The first unit has been taken on hire by Hughes and Salvidge for a prestigious contract airside at Heathrow Airport, London.

“At 207kg, the unit makes it easy for one person to move and, aided by large tyres, means that uneven ground may be traversed with relative ease. It can also be easily craned using the central lifting eye,” says Inmalo.

The MF40D projects a mist of water up to 35m to dampen airborne dust particles, and the head is fitted with dual nozzles for either a pencil jet or wider spray option. The head can be rotated by joystick on the unit or by remote control (optional), which has a range of over 100m. The remote control will operate all the functions including engine stop/start and spray directional Controls.
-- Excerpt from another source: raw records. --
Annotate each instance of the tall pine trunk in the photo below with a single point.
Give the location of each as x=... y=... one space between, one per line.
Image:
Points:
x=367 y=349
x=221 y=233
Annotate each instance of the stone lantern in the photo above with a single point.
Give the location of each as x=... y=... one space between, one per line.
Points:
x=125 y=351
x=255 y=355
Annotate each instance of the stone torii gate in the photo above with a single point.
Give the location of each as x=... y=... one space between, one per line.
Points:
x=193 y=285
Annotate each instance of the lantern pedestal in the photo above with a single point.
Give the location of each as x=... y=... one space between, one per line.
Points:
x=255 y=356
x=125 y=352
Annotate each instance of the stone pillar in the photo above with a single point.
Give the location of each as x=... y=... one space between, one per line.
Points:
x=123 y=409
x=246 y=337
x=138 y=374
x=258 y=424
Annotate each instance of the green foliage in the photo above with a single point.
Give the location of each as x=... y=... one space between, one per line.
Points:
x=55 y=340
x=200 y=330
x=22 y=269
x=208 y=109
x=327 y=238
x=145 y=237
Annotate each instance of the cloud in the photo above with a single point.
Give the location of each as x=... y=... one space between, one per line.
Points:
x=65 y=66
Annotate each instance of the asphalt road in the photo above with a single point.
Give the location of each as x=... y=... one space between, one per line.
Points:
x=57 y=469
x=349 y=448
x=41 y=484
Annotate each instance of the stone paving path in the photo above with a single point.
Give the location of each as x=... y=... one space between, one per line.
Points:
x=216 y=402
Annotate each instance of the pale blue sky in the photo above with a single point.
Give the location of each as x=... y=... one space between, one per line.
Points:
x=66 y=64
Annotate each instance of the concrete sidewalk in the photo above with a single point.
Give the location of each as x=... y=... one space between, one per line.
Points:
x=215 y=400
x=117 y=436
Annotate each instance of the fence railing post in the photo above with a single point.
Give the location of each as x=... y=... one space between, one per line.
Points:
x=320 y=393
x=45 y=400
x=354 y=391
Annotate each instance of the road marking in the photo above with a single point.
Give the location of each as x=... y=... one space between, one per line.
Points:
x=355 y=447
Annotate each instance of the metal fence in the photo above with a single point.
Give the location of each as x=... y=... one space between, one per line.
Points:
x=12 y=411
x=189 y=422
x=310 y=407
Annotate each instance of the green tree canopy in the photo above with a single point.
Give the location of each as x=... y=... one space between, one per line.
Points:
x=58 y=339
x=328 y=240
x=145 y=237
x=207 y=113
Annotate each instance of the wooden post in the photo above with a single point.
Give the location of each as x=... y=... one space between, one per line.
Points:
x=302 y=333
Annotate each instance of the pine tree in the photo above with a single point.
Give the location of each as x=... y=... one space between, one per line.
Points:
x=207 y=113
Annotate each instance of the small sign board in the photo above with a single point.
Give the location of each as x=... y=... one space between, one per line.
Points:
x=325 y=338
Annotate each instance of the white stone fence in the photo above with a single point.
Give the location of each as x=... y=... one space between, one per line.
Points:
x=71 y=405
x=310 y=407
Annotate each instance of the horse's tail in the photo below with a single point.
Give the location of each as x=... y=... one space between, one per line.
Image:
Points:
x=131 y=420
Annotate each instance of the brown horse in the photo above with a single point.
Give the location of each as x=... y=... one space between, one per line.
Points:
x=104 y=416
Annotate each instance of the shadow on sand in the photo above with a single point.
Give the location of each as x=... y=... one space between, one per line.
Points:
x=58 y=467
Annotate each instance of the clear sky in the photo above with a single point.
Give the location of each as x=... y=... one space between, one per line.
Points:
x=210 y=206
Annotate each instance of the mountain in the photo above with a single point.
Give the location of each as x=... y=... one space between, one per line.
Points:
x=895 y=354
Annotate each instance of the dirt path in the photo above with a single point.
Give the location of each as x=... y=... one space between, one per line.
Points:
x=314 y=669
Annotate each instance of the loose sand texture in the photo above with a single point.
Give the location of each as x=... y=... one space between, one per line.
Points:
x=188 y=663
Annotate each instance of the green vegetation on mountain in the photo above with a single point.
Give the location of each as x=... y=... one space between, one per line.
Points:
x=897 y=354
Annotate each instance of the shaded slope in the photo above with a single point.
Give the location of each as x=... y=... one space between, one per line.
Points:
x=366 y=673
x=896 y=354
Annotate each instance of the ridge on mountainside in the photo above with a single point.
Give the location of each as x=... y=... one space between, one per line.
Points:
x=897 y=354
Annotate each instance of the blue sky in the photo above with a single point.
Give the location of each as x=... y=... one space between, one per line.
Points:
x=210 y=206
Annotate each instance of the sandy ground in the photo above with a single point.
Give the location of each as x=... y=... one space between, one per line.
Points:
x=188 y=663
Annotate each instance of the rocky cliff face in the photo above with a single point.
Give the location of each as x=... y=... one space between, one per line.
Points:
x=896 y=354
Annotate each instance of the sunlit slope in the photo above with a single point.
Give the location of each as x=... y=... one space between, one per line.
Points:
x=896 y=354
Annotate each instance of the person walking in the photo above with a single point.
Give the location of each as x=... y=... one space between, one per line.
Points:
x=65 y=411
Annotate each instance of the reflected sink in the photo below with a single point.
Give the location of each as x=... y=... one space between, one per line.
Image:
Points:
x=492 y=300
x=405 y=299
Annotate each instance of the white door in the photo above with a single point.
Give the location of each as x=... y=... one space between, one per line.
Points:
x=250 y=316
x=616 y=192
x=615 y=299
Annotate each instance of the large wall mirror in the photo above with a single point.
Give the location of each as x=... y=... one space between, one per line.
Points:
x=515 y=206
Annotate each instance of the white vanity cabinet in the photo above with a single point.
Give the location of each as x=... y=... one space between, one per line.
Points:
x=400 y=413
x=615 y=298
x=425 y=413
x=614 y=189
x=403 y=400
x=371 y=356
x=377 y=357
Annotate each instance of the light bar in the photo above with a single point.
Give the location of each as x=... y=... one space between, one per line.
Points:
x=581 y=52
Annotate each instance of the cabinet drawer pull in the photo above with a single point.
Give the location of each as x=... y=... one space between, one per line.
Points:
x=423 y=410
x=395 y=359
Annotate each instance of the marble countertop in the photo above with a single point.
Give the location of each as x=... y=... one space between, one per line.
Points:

Earlier this year 5931 DF Ecology successfully redesigned a Dustfighter DF15000 to operate from seawater, which is plentiful around the coast of the dry and draught-ridden Mediterranean island of Corsica.
French construction giant Vinci, working in a Corsican quarry, where water-based dust suppression was vital, saw its water supply diminish until work stopped.

DF Technology remanufactured the DF15000 with internal parts made from stainless steel to avoid sea water corrosion and added a purpose-built nebuliser to produce a precise spray ready to render the area free from harmful substances.

The company has now received a major order from European rental giant Boels Rental for 20 of its DF Smart portable dust suppression units.

Dutch company Boels Rental, with over 300 locations in the Netherlands, Belgium, Luxembourg, Germany, Austria, Czech Republic, Poland, Italy and Slovakia, is regarded as one of the leading European rental companies, and already has an extensive fleet of 5932 TowerLight lighting products from DF Technology’s sister company Tower Light.

The DF Ecology range came to Boels attention at this year’s 386 Bauma exhibition and it decided to  invest in DF Ecology products, principally because of demands from its clients to provide environmentally beneficial products.

The DF Smart is designed to provide workers with safe protection from many different kinds of airborne contaminates, producing a fine mist of water through a series of high-pressure jets. This is propelled onto the site by a powerful fan, rendering the area free from unhealthy and hazardous material.

Meanwhile, Oakwood Demolition decided to evaluate its current arrangements for controlling dust on site after looking at ACE Plant’s Dust Fighter range, bought a Dust Fighter DF75000MPT, a complete dust suppression unit that produces a fine mist of water through a series of high-pressure jets.

The mist is propelled onto the site by a powerful fan, covering a wide area in just a few moments, rendering the area free from unhealthy and hazardous material.

“On past contracts we have made do with our own fan-based dust suppression set, but when we added up the costs and the inconvenience of having to gather together a generating set, cables, hoses and pressured water feeds that are required to operate our old fan system, the decision to purchase an all-in-one Dust Fighter from ACE Plant became obvious,” says Mike Hughes, service director at London, UK-based Oakwood Demolition.

The DF75000MPT, powered by an on-board 22kVA generator and an integral 2,000litre stainless steel tank, is entirely self-contained.

It offers a coverage range of around 60m and its water consumption can be as low as 10litres/minute, while the unit can also be remotely controlled.